The matter of voting has been part of the week’s business. This morning I was dazed by the idea that I might have a vote in the Labour leadership election. When at work it was necessary to join things and one small group has been swept up into the GMB where I now march arm in arm with the Boilermakers and Sex Workers Collective.

I suspect they will be even less happy than I am.

The union asks me to vote. But which of The Flatulent Five should I vote for? The Famous Five of Enid Blyton number four humans and one dog. I never read her books, Dashiell Hammett and Raymond Chandler being preferred.

However, the GMB suggest Ed Miliband as the man of the moment, the one who I make out to be the dog in question. Something of a Schnauzer, little and uncontrollable, yelps all the time, has a nasty bite, but is vulnerable to a flying kick.

There is something more important, however, and that is the local Electoral Register. It was so simple, pick up the document that came through the door, go online and click for the postal vote, all done nice and easy. But far too easy.

If you have a single member constituency based system whatever the voting procedure then there will be marginal constituencies won and lost by only a few votes. I will skip the long analysis of this. But at the beginning of the 1950’s around twenty tight votes could turn the election.

By the end of the 1950’s it had gone out to about 40, then in the 1960’s returned to being a small number. It was then that the critical nature of a small minority of seats was fully realised and we have had the struggle to control those often at the expense, in the literal term, of everybody else.

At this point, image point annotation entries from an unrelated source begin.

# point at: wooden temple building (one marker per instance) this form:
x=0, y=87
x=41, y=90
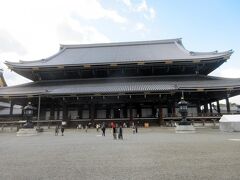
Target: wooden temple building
x=124, y=82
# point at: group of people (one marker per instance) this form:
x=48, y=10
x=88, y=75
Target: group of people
x=57, y=130
x=117, y=131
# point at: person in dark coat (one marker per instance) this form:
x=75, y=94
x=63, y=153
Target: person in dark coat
x=120, y=132
x=114, y=130
x=103, y=128
x=62, y=130
x=56, y=130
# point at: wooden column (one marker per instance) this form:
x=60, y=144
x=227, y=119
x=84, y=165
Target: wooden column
x=210, y=105
x=92, y=111
x=58, y=113
x=130, y=113
x=108, y=112
x=52, y=110
x=11, y=109
x=139, y=110
x=173, y=108
x=125, y=112
x=160, y=114
x=205, y=108
x=218, y=107
x=153, y=111
x=79, y=112
x=228, y=105
x=198, y=108
x=65, y=111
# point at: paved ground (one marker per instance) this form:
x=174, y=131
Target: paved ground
x=154, y=153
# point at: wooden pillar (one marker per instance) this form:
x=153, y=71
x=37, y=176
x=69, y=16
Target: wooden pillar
x=108, y=112
x=210, y=105
x=173, y=108
x=11, y=109
x=205, y=108
x=65, y=112
x=153, y=111
x=91, y=112
x=58, y=113
x=125, y=112
x=198, y=108
x=218, y=107
x=39, y=110
x=52, y=110
x=139, y=110
x=228, y=105
x=79, y=112
x=160, y=114
x=130, y=113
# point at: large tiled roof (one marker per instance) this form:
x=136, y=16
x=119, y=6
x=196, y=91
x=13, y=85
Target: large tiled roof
x=120, y=85
x=121, y=53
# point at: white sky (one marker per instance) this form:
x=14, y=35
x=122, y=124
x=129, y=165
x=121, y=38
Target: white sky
x=33, y=29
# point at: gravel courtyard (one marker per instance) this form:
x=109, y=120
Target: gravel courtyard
x=153, y=153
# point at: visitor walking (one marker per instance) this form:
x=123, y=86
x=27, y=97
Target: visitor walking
x=133, y=128
x=120, y=132
x=56, y=130
x=114, y=130
x=136, y=127
x=62, y=130
x=103, y=128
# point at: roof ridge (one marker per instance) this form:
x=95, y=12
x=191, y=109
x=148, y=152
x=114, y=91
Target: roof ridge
x=179, y=40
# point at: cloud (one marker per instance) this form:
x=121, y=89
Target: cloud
x=142, y=7
x=72, y=32
x=33, y=29
x=127, y=3
x=9, y=44
x=141, y=27
x=93, y=10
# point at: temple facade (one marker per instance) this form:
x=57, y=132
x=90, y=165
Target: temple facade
x=129, y=81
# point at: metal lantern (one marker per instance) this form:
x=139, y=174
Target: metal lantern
x=28, y=112
x=183, y=110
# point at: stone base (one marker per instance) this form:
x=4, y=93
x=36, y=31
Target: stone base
x=27, y=132
x=185, y=129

There are other ways of jiggling the system of course. One long established has been to make decisions on housing allocations and planning. Another has been to vary the size and nature of constituencies. Quite why the Isle of Wight electorate should be five times larger than that of the Western Isles is a real question.

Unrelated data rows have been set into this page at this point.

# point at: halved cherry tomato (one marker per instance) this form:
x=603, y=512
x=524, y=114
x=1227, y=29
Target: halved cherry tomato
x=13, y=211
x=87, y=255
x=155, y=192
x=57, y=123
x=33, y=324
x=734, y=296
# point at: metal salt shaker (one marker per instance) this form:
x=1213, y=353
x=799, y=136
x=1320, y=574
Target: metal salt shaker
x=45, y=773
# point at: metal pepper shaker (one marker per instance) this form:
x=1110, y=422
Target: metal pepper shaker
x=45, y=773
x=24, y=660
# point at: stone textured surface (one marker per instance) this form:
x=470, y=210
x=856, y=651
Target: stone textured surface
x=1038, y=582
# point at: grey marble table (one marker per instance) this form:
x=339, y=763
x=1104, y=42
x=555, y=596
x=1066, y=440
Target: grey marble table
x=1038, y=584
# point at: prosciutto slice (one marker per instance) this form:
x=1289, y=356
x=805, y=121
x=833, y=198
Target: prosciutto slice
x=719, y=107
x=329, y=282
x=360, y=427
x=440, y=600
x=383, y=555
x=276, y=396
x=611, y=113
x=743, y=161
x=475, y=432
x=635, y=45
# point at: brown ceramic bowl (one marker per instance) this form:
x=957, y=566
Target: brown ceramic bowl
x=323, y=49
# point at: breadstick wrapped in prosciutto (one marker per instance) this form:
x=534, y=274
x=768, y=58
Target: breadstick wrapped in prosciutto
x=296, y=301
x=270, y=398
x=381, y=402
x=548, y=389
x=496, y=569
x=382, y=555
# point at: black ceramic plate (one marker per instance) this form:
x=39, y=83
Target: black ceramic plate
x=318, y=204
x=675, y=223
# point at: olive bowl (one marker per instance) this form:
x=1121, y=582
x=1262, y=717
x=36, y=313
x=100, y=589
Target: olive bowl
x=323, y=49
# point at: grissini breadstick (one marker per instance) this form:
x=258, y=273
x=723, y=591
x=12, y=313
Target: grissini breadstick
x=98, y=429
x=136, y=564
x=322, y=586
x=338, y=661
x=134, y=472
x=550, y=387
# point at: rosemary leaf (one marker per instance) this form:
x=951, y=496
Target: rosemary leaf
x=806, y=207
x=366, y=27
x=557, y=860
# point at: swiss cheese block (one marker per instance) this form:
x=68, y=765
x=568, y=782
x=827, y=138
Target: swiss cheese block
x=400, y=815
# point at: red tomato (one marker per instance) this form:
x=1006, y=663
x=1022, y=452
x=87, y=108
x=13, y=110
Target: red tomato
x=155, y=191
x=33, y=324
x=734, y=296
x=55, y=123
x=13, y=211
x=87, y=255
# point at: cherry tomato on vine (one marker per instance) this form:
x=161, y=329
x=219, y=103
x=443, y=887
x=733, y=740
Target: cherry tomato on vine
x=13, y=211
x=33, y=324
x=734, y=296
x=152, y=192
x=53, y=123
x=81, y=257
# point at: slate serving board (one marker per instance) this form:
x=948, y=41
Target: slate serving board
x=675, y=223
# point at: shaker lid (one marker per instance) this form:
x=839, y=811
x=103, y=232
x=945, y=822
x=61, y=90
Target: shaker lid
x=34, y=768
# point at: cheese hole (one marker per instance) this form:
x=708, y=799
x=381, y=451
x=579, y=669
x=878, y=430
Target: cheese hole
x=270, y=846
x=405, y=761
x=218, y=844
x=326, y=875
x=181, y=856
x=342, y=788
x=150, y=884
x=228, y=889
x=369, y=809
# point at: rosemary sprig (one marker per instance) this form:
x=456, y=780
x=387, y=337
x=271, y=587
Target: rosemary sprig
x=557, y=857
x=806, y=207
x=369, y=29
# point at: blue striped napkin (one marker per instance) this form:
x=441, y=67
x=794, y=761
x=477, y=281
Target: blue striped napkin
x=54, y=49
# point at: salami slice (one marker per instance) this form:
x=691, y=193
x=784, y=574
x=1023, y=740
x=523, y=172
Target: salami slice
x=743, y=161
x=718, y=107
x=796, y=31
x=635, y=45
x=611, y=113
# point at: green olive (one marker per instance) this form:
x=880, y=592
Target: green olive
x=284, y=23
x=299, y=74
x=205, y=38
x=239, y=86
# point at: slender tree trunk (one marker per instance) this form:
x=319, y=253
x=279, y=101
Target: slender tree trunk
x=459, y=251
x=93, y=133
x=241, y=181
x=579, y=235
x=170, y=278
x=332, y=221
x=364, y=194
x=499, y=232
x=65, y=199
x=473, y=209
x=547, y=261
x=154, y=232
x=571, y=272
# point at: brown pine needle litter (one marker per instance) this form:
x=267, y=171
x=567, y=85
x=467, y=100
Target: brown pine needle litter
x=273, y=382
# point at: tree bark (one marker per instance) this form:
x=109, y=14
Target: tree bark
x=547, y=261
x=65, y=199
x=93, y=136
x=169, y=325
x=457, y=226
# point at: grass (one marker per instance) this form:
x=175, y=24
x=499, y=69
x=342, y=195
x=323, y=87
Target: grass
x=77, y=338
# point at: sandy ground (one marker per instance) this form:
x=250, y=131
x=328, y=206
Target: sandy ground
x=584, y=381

However, in the past, because of tight local control and knowledge by and large the actual business of voting was relatively reliable and honest. Now it is becoming dangerously open to manipulation and fraud. With the constituency system, you do not need to operate in all of them, only the ones where the swing is critical.

There has been disquiet and complaints recently about events, falsification, impersonation, and above all manipulating the postal votes in some areas. If this becomes more extensive as the temptations increase it could mean that the electoral system we have is no longer an asset but a liability.

When the Government looks at issues of voting this is only a subsidiary issue. The main issue is the integrity of the system as a whole and indeed whether the constituency based form can now be trusted to deliver anything remotely like a democratic and representative result.

Ask yourself which groups have the money, the clout, the organisation and the intent to warp the system in their own interests? I can suggest the drug dealers. You might consider the more unscrupulous corporate interests, foreign agencies or other power groups that now infest our political system. They do not need to attack the whole, only a small and vulnerable minority of seats.

Consider, that in an electorate of 40,000,000 only 500,000 may be the ones that matter at the margins. Cheap at the price.